Sanders’s stand is both hypocritical and inaccurate,
since AIPAC, which functions as an umbrella group of American pro-Israel
organizations, remains publicly committed to a two-state solution to the
Israeli–Palestinian conflict and is just as likely to hear from liberal
speakers at its conferences as from conservatives. In the past, Sanders has had
no compunction about speaking at conferences held by the left-wing J Street
group, where some speakers have espoused an anti-Zionism that denies Jewish
rights. Nor has he stayed away from extremist groups: Last year, he spoke at
the Islamic Society of North America, whose leaders have advocated the
destruction of Israel and the murder of Jews and homosexuals.
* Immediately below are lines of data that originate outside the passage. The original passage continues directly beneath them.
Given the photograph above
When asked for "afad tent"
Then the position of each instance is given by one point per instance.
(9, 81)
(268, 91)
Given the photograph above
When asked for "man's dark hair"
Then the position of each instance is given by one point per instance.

Sanders’s repudiation of a group whose conferences always
boast leading Democrats and Republicans among their speakers and attendees
illustrates his willingness to antagonize supporters of Israel. And that, in
turn, is a worrisome indicator of what a Sanders administration’s Middle East
policy would look like, and of the kinds of people who would shape it.
Though he has, for the first time in his decades-long
political career, begun talking about his “pride” in being Jewish, Sanders
seems to be deploying his heritage primarily as a shield against criticisms of
his hostility toward Israel and his campaign’s embrace of leading anti-Semites.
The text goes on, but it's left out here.